Location: Children's Nutrition Research Center
Title: Characterization of PICOT-deficient mice Author
|Cheng, Ning-Hui -|
Submitted to: Keystone Symposia
Publication Type: Abstract Only
Publication Acceptance Date: November 8, 2007
Publication Date: January 27, 2008
Citation: Cheng, N. 2008. Characterization of PICOT-deficient mice [abstract]. 2008 Keystone Symposia. January 22-27, 2008, Breckinridge, Colorado p. 67. Technical Abstract: Oxidative stress impairs cell growth, differentiation, proliferation, and immune system. It has been demonstrated that oxidative damage is strongly associated with all-cause chronic diseases and metabolic disorders, such as obesity and diabetes. Regulation of redox-state is thought to play a critical role in protecting cells against oxidative damage. PICOT (protein kinase C interacting cousin of thioredoxin) is a newly identified class of glutaredoxins (Grxs), monothiol Grxs, which are conserved in both prokaryotes and eukaryotes.
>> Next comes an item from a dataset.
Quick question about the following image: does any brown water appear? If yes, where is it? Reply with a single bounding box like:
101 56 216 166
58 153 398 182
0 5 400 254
Previous studies demonstrated that PICOTs from mammalian cells, yeast, and plants play an important role in regulating cellular redox signaling. In the human genome, there are two monothiol Grxs identified and closer to yeast Grx 3-5. The biological function of this novel HsPICOT has not been fully characterized. Gene expression analysis revealed that HsPICOT was ubiquitously expressed in all tissues and organs with high accumulation of RNA transcripts in heart, spleen, fat tissues, and reproductive organs. It appears that HsPICOT-GFP fusion was evenly distributed in the cytosol when expressed in HEK293 cells. In the yeast heterologous expression assay, HsPICOT was able to complement yeast grx3/4 mutant phenotypes, suggesting a conserved function among this group of proteins. In order to further delineate the function of HsPICOT in vivo, PICOT-deficient mice have been generated. Genetic analysis indicated that HsPICOT was required for early embryonic growth and development. In PICOT+/-mice, both RNA and protein levels were drastically reduced. Characterization of HsPICOT function and biochemical and physiological analyses of those heterozygotes will be presented.